Advanced Computing in the Age of AI | Thursday, April 25, 2024

Intel at CES: New Inference, 5G Chips 

Intel is showcasing a raft of new AI- and 5G-related products at the Consumer Electronics Show in Las Vegas this week, staging a launch event on the eve of the conference that covered a new version of its Nervana AI processor and a demonstration of the next-generation Xeon 10nm chip, scheduled for shipment later next year.

The Nervana Neural Network Processor for Inference – NNP-I – is, according to Intel, a new class of chip for accelerating AI inference for companies with high workload demands and is expected to go into production this year. Intel said Facebook is a NNP-I development partner. Additionally, Intel said it expects to have a neural network processor for training, code-named “Spring Crest,” available later this year.

“This is a really big deal for us,” said Navin Shenoy, Intel EVP of the Data Center Group, “it expands our position in AI above and beyond what we’ve done with Xeon into a new domain.”

Intel's Navin Shanoy at CES

In addition, Intel disclosed it’s expanding its investment in network infrastructure with a new 10nm-based network system on chip (SoC), code-named “Snow Ridge,” developed for 5G wireless access and edge computing. This network SoC is intended to bring Intel architecture into wireless access base stations and allow more computing functions to be distributed at the edge of the network. Snow Ridge is expected to be available in the second half of this year. 

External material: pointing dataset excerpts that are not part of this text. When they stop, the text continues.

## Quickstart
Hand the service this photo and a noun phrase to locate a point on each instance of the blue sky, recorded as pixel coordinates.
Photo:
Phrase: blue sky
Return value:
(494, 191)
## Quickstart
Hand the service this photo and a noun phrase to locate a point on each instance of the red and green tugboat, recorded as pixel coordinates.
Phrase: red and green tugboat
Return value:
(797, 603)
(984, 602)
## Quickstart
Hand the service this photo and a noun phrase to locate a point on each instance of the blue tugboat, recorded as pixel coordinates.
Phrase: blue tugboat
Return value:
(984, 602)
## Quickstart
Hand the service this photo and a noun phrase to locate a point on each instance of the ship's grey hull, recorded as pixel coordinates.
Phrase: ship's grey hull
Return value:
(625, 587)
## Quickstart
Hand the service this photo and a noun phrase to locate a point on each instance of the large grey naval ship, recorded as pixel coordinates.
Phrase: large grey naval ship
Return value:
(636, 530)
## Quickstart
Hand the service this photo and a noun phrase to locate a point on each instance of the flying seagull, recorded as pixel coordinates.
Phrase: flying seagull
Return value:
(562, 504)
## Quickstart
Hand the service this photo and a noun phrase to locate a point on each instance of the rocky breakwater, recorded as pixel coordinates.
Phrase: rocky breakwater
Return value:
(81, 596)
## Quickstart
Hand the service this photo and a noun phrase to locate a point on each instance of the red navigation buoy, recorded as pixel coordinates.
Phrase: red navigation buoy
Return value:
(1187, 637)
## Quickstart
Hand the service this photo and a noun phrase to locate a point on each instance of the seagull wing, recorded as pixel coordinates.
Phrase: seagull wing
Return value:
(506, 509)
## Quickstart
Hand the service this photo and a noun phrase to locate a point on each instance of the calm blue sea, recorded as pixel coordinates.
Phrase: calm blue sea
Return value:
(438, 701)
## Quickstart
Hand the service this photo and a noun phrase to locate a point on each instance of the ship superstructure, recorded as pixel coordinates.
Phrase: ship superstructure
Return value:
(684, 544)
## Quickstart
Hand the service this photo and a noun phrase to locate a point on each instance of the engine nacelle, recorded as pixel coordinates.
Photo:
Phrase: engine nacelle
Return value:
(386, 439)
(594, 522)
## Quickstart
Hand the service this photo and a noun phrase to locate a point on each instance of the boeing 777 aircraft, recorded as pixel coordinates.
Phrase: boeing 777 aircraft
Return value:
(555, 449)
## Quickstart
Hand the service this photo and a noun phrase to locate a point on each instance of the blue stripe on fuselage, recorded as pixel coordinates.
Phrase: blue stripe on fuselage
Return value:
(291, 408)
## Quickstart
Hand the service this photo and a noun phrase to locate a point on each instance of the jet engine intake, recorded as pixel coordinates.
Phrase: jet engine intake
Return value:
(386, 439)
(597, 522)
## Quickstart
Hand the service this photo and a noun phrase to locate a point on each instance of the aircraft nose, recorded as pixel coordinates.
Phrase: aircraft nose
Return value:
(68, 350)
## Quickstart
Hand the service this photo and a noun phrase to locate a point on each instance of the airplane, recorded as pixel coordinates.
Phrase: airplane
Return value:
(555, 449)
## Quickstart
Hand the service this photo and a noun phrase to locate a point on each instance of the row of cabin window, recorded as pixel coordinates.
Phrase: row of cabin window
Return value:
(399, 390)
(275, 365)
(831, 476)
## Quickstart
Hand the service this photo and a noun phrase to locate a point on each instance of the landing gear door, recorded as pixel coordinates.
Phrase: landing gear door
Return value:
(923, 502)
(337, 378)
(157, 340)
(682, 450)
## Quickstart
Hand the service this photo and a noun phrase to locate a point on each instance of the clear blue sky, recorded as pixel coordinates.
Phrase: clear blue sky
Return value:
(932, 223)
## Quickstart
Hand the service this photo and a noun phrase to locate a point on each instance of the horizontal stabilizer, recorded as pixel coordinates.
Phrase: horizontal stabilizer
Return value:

“This is going to bring Intel architecture into a new place where it's never been before, the wireless base station market,” Shenoy said. “Historically, base stations are cell phone towers, they've been fixed-function, proprietary hardware and software… We're taking all the technology we've developed for the server market, we're shrinking it down, we're re-purposing it and fitting it into a very small form factor, ruggedizing it, so it can sit eventually onto cell phone towers, thereby moving servers, essentially, closer to the user.”

Related to this, in autonomous driving, Mobileye – Intel’s Israeli developing vision-based driver-assistance systems – announced an agreement with U.K. mapping agency Ordnance Survey for location data to “improve operations between businesses and cities and bring us closer to the realization of smart cities and safer roads,” according to Intel. Ordnance Survey’s geospatial engineers will be paired with Mobileye’s mapping capabilities to offer location information services the energy, infrastructure and other sectors in Britain.

Intel also announced it has started revenue shipping of its next-generation Intel Xeon Scalable processors, code-named “Cascade Lake,” which adds support for Intel Optane DC persistent memory and Intel DL Boost, designed to accelerate AI deep learning inference. Cascade Lake is expected to be broadly available in the first half of this year.